Opinion
May 31, 1983
Appeal by defendant from a judgment of the Supreme Court, Suffolk County (Jaspan, J.), rendered May 20, 1982, convicting him of criminal possession of marihuana in the first degree, upon a jury verdict, and imposing sentence as a second felony offender. Judgment modified, as a matter of discretion in the interest of justice, defendant's adjudication as a second felony offender and the sentence imposed thereon are vacated, and the case is remitted to the Supreme Court, Suffolk County, for a new determination as to defendant's status as a second felony offender, and for resentencing. As so modified, judgment affirmed. Although the People submitted three statements pursuant to CPL 400.21 alleging that defendant was a second felony offender, based upon his Florida State conviction, his Louisiana State conviction, and his conviction in the United States District Court, respectively, defendant was adjudicated a second felony offender based solely upon his purported conviction in the United States District Court of possession of cocaine with intent to distribute. In the proceedings before the trial court, defendant did not contest the allegation that he had been convicted of possession of cocaine with intent to distribute, and, therefore, is deemed to have admitted the same (see CPL 400.21, subd 3).
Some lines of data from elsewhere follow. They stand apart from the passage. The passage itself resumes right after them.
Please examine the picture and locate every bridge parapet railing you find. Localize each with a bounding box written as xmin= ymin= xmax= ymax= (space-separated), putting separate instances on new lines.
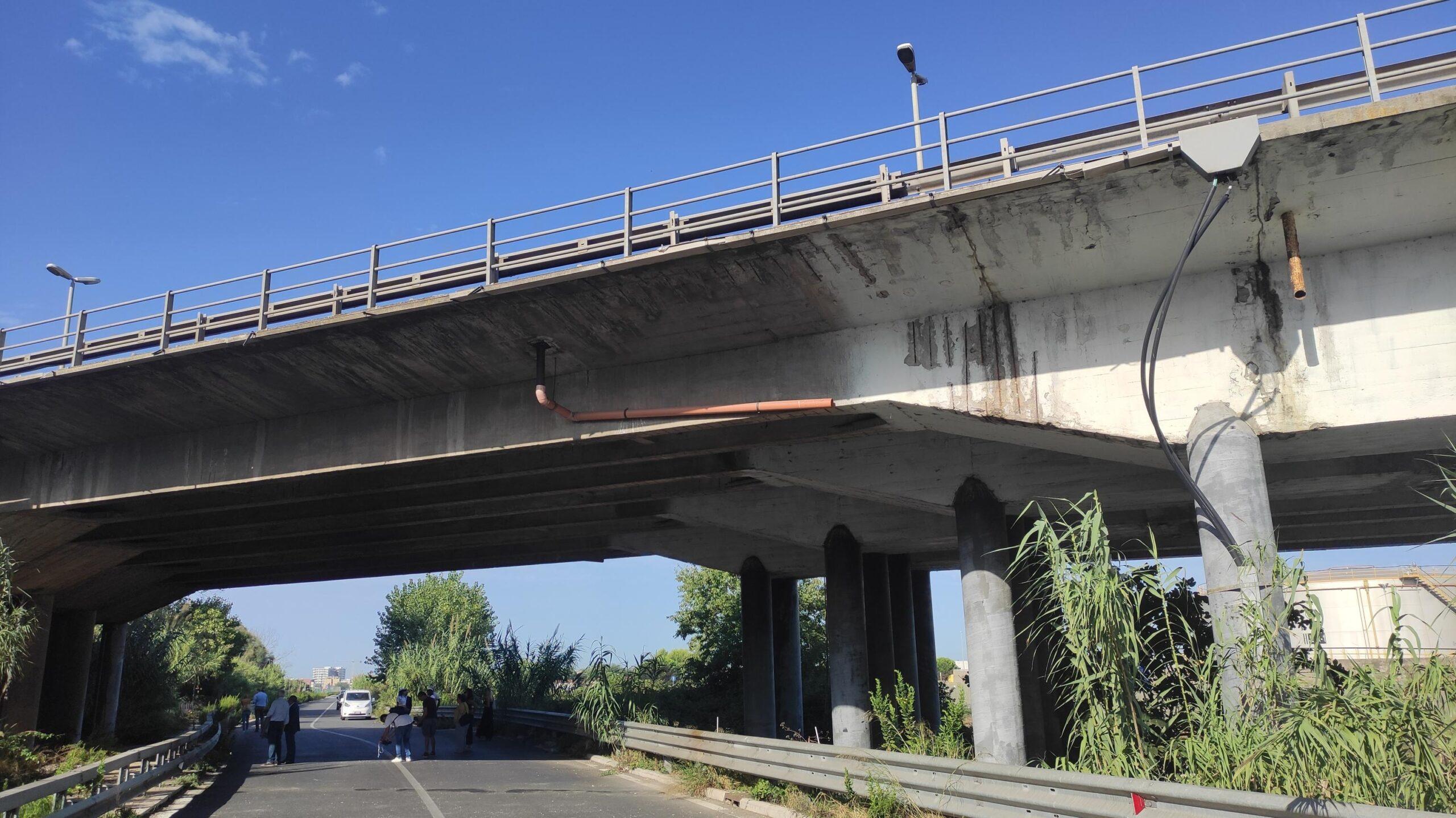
xmin=0 ymin=0 xmax=1456 ymax=377
xmin=501 ymin=711 xmax=1438 ymax=818
xmin=0 ymin=720 xmax=220 ymax=818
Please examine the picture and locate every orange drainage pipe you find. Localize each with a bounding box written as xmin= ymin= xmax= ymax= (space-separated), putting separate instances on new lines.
xmin=536 ymin=343 xmax=834 ymax=423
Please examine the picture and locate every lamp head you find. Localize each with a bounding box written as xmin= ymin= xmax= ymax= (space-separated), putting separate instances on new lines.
xmin=895 ymin=42 xmax=915 ymax=74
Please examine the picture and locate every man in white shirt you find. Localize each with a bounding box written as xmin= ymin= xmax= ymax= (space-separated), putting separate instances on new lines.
xmin=266 ymin=696 xmax=288 ymax=764
xmin=253 ymin=688 xmax=268 ymax=732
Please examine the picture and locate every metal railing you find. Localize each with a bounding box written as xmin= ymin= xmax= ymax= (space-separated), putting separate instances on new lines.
xmin=499 ymin=711 xmax=1437 ymax=818
xmin=0 ymin=0 xmax=1456 ymax=377
xmin=0 ymin=720 xmax=218 ymax=818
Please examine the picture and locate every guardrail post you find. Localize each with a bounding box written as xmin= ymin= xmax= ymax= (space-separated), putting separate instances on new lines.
xmin=364 ymin=244 xmax=379 ymax=310
xmin=157 ymin=290 xmax=173 ymax=352
xmin=1355 ymin=11 xmax=1380 ymax=102
xmin=485 ymin=217 xmax=501 ymax=284
xmin=1283 ymin=71 xmax=1299 ymax=119
xmin=622 ymin=188 xmax=632 ymax=256
xmin=769 ymin=151 xmax=780 ymax=227
xmin=939 ymin=111 xmax=951 ymax=190
xmin=71 ymin=310 xmax=86 ymax=367
xmin=1000 ymin=137 xmax=1019 ymax=179
xmin=258 ymin=269 xmax=272 ymax=332
xmin=1133 ymin=65 xmax=1147 ymax=147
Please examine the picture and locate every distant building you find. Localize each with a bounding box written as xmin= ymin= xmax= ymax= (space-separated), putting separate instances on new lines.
xmin=313 ymin=667 xmax=348 ymax=690
xmin=1294 ymin=564 xmax=1456 ymax=662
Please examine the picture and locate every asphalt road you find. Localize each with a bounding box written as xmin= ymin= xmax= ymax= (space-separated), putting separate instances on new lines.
xmin=176 ymin=692 xmax=713 ymax=818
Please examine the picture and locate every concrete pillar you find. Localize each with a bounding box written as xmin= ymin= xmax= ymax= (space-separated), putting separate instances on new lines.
xmin=1188 ymin=403 xmax=1280 ymax=716
xmin=39 ymin=610 xmax=96 ymax=741
xmin=772 ymin=579 xmax=804 ymax=735
xmin=863 ymin=555 xmax=895 ymax=694
xmin=824 ymin=525 xmax=869 ymax=747
xmin=885 ymin=555 xmax=920 ymax=719
xmin=910 ymin=571 xmax=941 ymax=730
xmin=954 ymin=477 xmax=1027 ymax=764
xmin=3 ymin=594 xmax=55 ymax=732
xmin=739 ymin=556 xmax=777 ymax=738
xmin=96 ymin=621 xmax=131 ymax=737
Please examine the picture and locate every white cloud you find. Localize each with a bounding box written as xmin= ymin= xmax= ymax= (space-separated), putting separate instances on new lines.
xmin=90 ymin=0 xmax=268 ymax=86
xmin=61 ymin=36 xmax=96 ymax=60
xmin=333 ymin=63 xmax=369 ymax=88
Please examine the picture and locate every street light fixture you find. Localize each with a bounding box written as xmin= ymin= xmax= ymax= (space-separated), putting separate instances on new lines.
xmin=45 ymin=263 xmax=101 ymax=346
xmin=895 ymin=42 xmax=929 ymax=171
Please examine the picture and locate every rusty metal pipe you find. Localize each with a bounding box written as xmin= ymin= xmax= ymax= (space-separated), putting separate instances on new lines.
xmin=536 ymin=343 xmax=834 ymax=423
xmin=1279 ymin=210 xmax=1309 ymax=298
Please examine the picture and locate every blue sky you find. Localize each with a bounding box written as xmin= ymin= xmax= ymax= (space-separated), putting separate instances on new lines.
xmin=0 ymin=0 xmax=1449 ymax=672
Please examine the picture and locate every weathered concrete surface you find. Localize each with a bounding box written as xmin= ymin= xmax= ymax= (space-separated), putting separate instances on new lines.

After defendant was sentenced as a second felony offender, he realized that his conviction in the United States District Court was not for possession of cocaine with intent to distribute, but, rather, was for the importation of cocaine. Thus, the People now acknowledge that "it would appear that the predicate felony conviction was improvidently entered based on" that conviction in the United States District Court. In view of the foregoing, defendant's adjudication as a second felony offender and the sentence imposed thereon are vacated in the interest of justice, and the matter is remitted to the Supreme Court, Suffolk County, for a new determination as to whether defendant is a second felony offender based on either of his sister State convictions, and for resentencing. We further note that defendant's motion to set aside the jury verdict, based on hearsay allegations of juror misconduct, was properly denied without a hearing (see People v Friedgood, 58 N.Y.2d 467). We have considered defendant's remaining contentions, and find that none of those contentions would warrant reversal. Gulotta, J.P., O'Connor, Weinstein and Rubin, JJ., concur.